I just got back from another great trip in good ol Costa Rica. I have always gotten off the plane and rushed to the land of the billfish (Pacific coast) but this trip we switched it up and tried a few new fishing spots inland before hitting the blue water.. Let's just say getting to the La Fortuna volcano from San Jose in the rainy season is an adventure all in itself.
Once to our destination I couldnt wait to wet a line. My fiance had her heart set on touring a wildlife sanctuary, after I looked at the map of the place and seeing "Trout Lake" I figured there could be some fish involved. Little did I know it was actually a swimming pool! Yes, a real live swimming pool where guests can take a dip and lay out on lawn chairs.
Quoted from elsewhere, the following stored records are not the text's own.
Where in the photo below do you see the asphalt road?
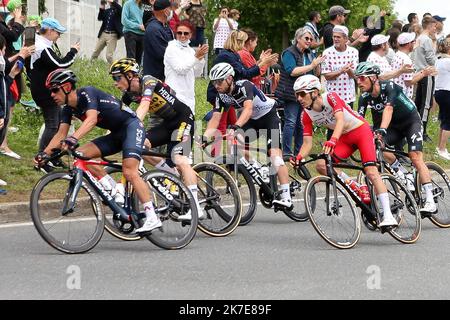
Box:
[0,202,450,300]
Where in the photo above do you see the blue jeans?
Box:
[283,101,303,155]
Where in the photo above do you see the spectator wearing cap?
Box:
[359,10,386,62]
[143,0,174,81]
[92,0,123,64]
[412,17,437,142]
[305,11,323,53]
[30,18,80,152]
[275,28,323,155]
[367,34,412,80]
[401,12,419,32]
[322,25,359,107]
[435,38,450,160]
[392,32,435,99]
[121,0,145,63]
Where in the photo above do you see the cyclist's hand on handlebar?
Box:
[34,151,50,167]
[62,136,78,150]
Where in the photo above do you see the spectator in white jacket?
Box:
[164,20,208,114]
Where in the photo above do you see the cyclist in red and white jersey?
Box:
[292,75,398,227]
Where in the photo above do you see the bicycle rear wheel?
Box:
[30,172,105,253]
[416,162,450,228]
[140,171,198,250]
[305,176,361,249]
[375,173,422,244]
[193,163,242,237]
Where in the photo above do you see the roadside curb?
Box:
[0,170,450,224]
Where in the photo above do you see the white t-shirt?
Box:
[392,51,414,99]
[322,46,359,103]
[436,58,450,91]
[213,18,234,49]
[367,51,392,74]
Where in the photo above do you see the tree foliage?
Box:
[204,0,394,52]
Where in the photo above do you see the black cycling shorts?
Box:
[92,118,145,160]
[384,118,423,152]
[146,113,194,157]
[242,107,281,150]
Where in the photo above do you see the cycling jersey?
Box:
[213,80,275,120]
[358,80,421,128]
[61,87,136,131]
[61,87,145,160]
[302,92,366,136]
[122,75,192,120]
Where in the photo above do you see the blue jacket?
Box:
[207,50,261,105]
[144,17,174,81]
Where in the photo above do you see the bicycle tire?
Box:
[416,161,450,228]
[140,170,198,250]
[193,162,242,237]
[375,173,422,244]
[304,176,361,249]
[30,172,105,254]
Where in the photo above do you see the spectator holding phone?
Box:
[30,18,80,162]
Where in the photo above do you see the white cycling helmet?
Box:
[209,62,234,81]
[294,74,322,93]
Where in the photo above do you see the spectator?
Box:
[238,29,272,90]
[122,0,145,63]
[228,9,241,30]
[30,18,80,158]
[305,11,323,53]
[213,8,235,54]
[392,32,435,99]
[401,12,419,32]
[164,20,208,115]
[322,26,359,108]
[92,0,123,64]
[359,10,386,62]
[275,28,323,155]
[435,38,450,160]
[144,0,174,81]
[184,0,206,47]
[142,0,155,28]
[413,17,437,142]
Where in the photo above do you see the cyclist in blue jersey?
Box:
[35,69,161,233]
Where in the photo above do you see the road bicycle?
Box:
[300,154,421,249]
[30,150,198,253]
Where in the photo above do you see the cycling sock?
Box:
[155,159,178,174]
[280,183,291,200]
[188,184,200,209]
[391,159,408,174]
[422,182,434,202]
[98,174,116,192]
[144,201,157,220]
[378,192,392,218]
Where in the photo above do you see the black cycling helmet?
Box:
[109,58,139,75]
[355,61,381,77]
[45,69,78,89]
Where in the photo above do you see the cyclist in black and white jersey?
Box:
[204,63,292,208]
[110,58,205,220]
[35,69,162,232]
[355,62,437,215]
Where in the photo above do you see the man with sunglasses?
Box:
[291,75,398,227]
[203,62,293,208]
[35,69,161,232]
[109,58,205,220]
[355,62,437,216]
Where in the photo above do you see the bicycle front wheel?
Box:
[193,163,242,237]
[30,172,105,253]
[305,176,361,249]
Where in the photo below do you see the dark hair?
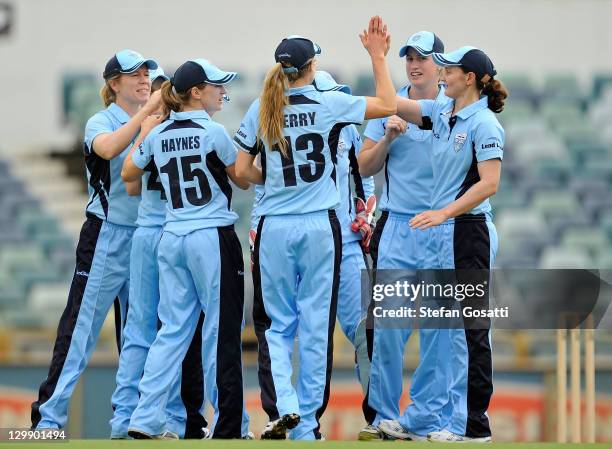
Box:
[161,81,206,112]
[258,58,313,157]
[476,78,508,114]
[461,67,508,114]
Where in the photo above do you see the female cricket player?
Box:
[398,47,508,442]
[235,17,396,440]
[32,50,160,429]
[249,70,374,428]
[359,31,450,440]
[122,59,248,438]
[110,67,208,439]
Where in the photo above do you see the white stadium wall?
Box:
[0,0,612,153]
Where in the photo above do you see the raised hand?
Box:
[140,114,165,137]
[142,90,162,115]
[359,16,391,57]
[385,115,408,142]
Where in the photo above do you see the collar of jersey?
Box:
[287,84,316,95]
[440,96,489,120]
[457,96,489,120]
[106,103,130,123]
[170,109,210,120]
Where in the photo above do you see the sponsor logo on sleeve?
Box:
[454,133,467,153]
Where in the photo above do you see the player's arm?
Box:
[121,114,164,183]
[410,159,501,229]
[92,91,161,160]
[359,115,408,176]
[225,164,251,190]
[124,179,142,196]
[397,97,424,126]
[359,16,397,119]
[236,151,264,184]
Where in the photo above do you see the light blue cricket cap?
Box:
[432,45,497,82]
[102,49,157,79]
[170,58,238,92]
[400,31,444,58]
[149,66,170,82]
[312,70,351,95]
[274,34,321,73]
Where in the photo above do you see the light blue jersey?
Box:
[132,110,238,235]
[234,85,366,216]
[364,85,451,215]
[136,159,166,227]
[419,97,504,220]
[336,125,374,244]
[251,125,374,243]
[83,103,140,226]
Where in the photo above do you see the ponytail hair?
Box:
[100,74,121,107]
[160,81,182,112]
[257,62,289,157]
[477,78,508,114]
[257,59,313,157]
[160,81,206,113]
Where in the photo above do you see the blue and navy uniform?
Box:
[364,86,450,435]
[419,97,504,437]
[234,85,366,439]
[251,125,374,393]
[129,110,248,438]
[110,160,207,438]
[336,125,374,394]
[32,103,140,429]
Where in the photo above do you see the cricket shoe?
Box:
[242,432,255,440]
[357,424,383,441]
[378,419,427,441]
[261,413,300,440]
[427,429,491,443]
[128,429,179,440]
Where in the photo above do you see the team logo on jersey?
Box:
[455,133,467,153]
[338,137,346,157]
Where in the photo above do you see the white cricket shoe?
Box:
[427,429,491,443]
[128,429,179,440]
[378,419,427,441]
[261,413,300,440]
[357,424,383,441]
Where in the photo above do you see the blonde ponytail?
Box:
[257,62,289,157]
[100,75,121,107]
[160,81,183,112]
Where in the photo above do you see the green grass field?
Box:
[0,440,612,449]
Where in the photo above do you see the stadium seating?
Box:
[0,160,74,327]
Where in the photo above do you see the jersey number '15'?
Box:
[159,154,212,209]
[144,159,166,201]
[273,133,325,187]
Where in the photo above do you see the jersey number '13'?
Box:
[273,133,325,187]
[159,154,212,209]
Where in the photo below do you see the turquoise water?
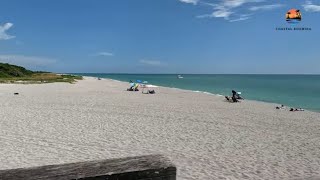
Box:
[74,74,320,112]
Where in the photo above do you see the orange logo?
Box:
[286,9,301,23]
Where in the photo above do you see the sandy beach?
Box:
[0,77,320,180]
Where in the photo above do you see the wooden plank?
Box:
[0,155,176,180]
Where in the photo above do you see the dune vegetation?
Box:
[0,63,82,84]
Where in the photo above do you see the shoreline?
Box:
[83,76,320,113]
[0,77,320,180]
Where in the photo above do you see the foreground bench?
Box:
[0,155,176,180]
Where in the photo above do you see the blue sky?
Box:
[0,0,320,74]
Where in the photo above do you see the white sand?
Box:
[0,78,320,180]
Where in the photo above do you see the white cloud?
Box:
[249,4,284,11]
[93,52,114,56]
[0,54,56,68]
[0,23,15,40]
[197,0,264,22]
[179,0,199,5]
[196,0,284,22]
[139,59,166,66]
[229,14,251,22]
[302,1,320,12]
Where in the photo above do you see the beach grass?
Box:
[0,63,82,84]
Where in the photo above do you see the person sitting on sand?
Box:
[276,104,285,109]
[290,108,304,111]
[127,83,139,91]
[225,96,240,102]
[231,90,243,99]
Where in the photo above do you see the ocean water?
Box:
[74,73,320,112]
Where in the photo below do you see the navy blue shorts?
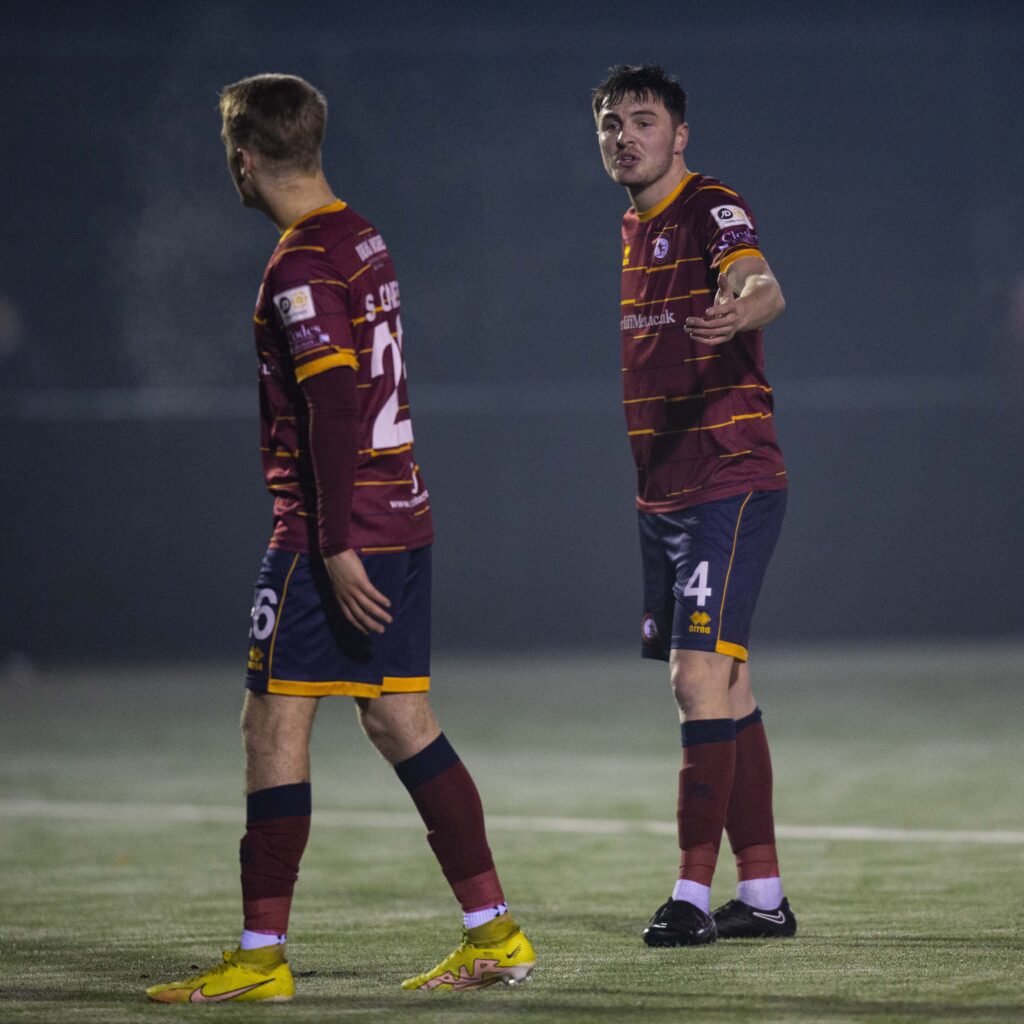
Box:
[246,545,431,697]
[640,490,785,662]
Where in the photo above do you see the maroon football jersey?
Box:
[254,200,433,553]
[622,174,785,512]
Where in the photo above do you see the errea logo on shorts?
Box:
[711,206,754,227]
[640,611,657,643]
[273,285,316,327]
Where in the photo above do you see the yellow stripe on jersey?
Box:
[270,246,327,265]
[718,248,767,273]
[358,440,413,459]
[623,256,703,273]
[637,171,696,224]
[385,675,430,693]
[626,413,772,436]
[295,348,359,384]
[618,288,711,306]
[279,199,348,241]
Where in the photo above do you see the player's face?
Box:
[597,95,689,197]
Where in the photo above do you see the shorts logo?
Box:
[711,206,754,227]
[273,285,316,327]
[690,611,711,636]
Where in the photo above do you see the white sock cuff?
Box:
[462,903,509,928]
[672,879,711,913]
[736,876,782,910]
[239,929,288,949]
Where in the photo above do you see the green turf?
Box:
[0,647,1024,1024]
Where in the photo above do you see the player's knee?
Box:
[670,657,728,717]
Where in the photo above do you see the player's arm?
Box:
[685,256,785,345]
[302,366,391,634]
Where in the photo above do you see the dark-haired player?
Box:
[593,65,797,946]
[147,75,536,1002]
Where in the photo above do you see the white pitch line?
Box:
[0,800,1024,846]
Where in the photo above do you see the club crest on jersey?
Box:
[711,206,754,227]
[273,285,316,327]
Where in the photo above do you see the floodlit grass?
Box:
[0,648,1024,1024]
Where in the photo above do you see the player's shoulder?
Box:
[679,174,749,215]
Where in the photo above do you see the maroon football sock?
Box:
[394,733,505,913]
[725,708,778,882]
[239,782,310,935]
[677,718,736,886]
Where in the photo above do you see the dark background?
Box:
[0,2,1024,663]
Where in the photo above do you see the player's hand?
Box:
[683,273,742,345]
[324,548,391,636]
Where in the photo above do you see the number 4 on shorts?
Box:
[683,562,711,608]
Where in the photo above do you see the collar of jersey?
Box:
[281,199,348,242]
[637,171,697,223]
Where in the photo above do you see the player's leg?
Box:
[643,649,736,946]
[357,692,537,989]
[146,692,317,1002]
[714,662,797,939]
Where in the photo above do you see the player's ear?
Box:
[233,145,253,178]
[672,121,690,157]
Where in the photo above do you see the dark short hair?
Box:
[593,65,686,125]
[220,75,327,173]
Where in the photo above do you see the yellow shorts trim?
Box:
[266,676,430,697]
[715,640,750,662]
[295,348,359,384]
[381,676,430,693]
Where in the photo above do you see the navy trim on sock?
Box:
[394,732,459,793]
[680,718,736,746]
[736,708,761,736]
[246,782,312,821]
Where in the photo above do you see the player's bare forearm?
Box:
[685,257,785,345]
[324,548,391,635]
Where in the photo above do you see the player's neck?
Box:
[260,172,337,231]
[626,157,690,213]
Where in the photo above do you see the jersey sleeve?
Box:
[693,184,764,273]
[267,247,359,384]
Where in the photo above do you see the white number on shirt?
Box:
[683,562,711,608]
[370,316,413,449]
[252,587,278,640]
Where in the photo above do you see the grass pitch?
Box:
[0,647,1024,1024]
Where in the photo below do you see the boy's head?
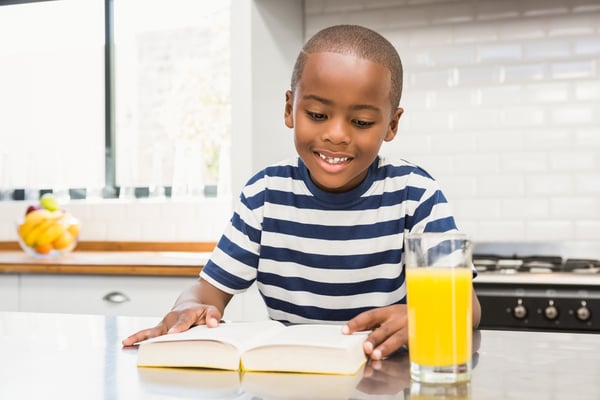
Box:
[291,25,403,110]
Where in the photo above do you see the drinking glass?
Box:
[404,233,473,383]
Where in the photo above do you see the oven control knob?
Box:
[513,303,527,319]
[575,305,592,321]
[544,304,558,320]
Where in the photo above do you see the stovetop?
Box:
[473,242,600,285]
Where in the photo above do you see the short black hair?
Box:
[291,25,402,110]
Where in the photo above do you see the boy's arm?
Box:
[343,282,481,360]
[122,278,232,346]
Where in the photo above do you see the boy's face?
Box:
[285,52,403,192]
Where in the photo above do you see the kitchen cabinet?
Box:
[0,274,19,311]
[18,274,267,320]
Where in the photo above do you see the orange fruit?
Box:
[67,223,79,238]
[52,231,74,250]
[34,243,53,254]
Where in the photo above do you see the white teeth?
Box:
[319,153,348,164]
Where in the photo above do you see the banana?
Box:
[21,211,62,247]
[34,221,66,246]
[19,209,52,240]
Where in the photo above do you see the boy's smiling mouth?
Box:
[316,152,351,165]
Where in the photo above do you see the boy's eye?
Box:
[306,111,327,121]
[352,119,374,129]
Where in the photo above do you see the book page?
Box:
[139,320,285,349]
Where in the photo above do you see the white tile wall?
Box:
[305,0,600,241]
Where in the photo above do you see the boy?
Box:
[123,25,480,360]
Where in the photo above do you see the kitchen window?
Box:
[0,0,231,199]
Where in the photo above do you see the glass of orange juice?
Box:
[404,233,473,383]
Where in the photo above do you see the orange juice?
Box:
[406,267,473,367]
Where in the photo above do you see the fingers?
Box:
[121,305,221,346]
[342,304,408,360]
[121,323,166,346]
[365,321,408,360]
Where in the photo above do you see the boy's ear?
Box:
[283,90,294,128]
[383,107,404,142]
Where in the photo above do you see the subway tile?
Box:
[522,82,571,103]
[521,0,569,17]
[500,152,548,173]
[458,65,502,86]
[453,198,500,219]
[452,109,502,132]
[550,60,596,79]
[550,196,600,220]
[501,63,547,84]
[575,218,600,241]
[522,127,573,150]
[524,173,574,196]
[574,127,600,149]
[548,15,596,38]
[550,104,595,125]
[525,220,575,241]
[428,2,475,24]
[430,45,476,66]
[439,174,478,198]
[431,132,477,156]
[476,130,525,154]
[476,219,525,241]
[574,174,600,195]
[501,106,546,128]
[477,43,523,63]
[548,151,600,173]
[574,80,600,100]
[475,0,521,20]
[523,40,571,60]
[380,6,429,28]
[479,174,525,197]
[408,25,452,47]
[452,22,500,44]
[571,0,600,13]
[454,151,500,174]
[477,84,523,107]
[322,0,364,14]
[499,18,546,40]
[501,197,550,219]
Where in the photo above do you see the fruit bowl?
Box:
[16,196,80,257]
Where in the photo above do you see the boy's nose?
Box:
[324,120,350,144]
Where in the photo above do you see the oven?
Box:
[473,242,600,333]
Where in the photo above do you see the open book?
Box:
[138,320,367,375]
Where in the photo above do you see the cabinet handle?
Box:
[102,292,130,304]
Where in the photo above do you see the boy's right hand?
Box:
[122,304,221,346]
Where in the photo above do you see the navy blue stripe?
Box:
[204,260,254,290]
[263,217,404,240]
[257,270,404,296]
[231,213,262,243]
[412,190,447,226]
[264,296,406,322]
[260,242,402,270]
[425,217,456,232]
[264,187,425,211]
[214,235,258,268]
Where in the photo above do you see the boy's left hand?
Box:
[342,304,408,360]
My hopes of fishing there were crushed until I saw 4 antique looking rods behind the bar. A couple hundred colones later the bartender let me get one off the wall, rig it with a rusty hook and try my luck in this pool. I wasnt too optimistic but he swore there were rainbow trout in there, since I couldnt see the bottom I couldnt doubt him. First cast and BAM, sure enough fish on! A few cervezas and a couple more fish later and I was a believer. Good start to the trip.
The next day was off to try a diffferent kind of fishing. Volcano fishing in a lake at the base of the La Fortuna volcano. I had been in contact with our Captain and by now he had sold me on catching guapote. I've been an avid angler since the time I could walk so I couldnt sleep the night before knowing I had a chance of catching a new species to add to my list. We got to the lake, met the Captain and as we were headed to the first fishing hole it felt eerily similar to fishing here in Florida with the exception of a roaring volcano in the backdrop. It was a slow day on the lake but we did manage to catch a couple of the targeted species. Hearing an erupting volcano during a back cast is an interesting experience indeed. Guapote are found in Costa Rica and Nicaragua and are nothing like any fish I have seen. There size does them absolutely no justice and until I saw the first one come up I thought I had a 20lb snook on. The best I can describe is that they are a mix of a peacock bass and a mangrove snapper but fight like a jack crevalle and a snook. Excellent eating although these guys were realeased to fight another day.
Although that was fun and different my mind couldnt stop thinking forward to cobalt blue water filled with sails and roosterfish. Everytime my head hit the pillow I had thoughts of our last trip down there where we were literally worn out catching big sails on light spinning rods.
Unfortunately this offshore trip was the opposite result. The weather forced us to stay inland and fish for roosters, which I was OK with. After 8 hours of trolling without a bit we called it a day, but like they say a bad day fishing beats a good day working (especially in Costa Rica).
Tight Lines and Pura Vida!
Capt Ryan Harrington
Great report! That's a bummer about the sail hook-ups, but hey, you're fishing in Costa Rica!!! Not everyone can say that!!
Great memories, and thanks for sharing them.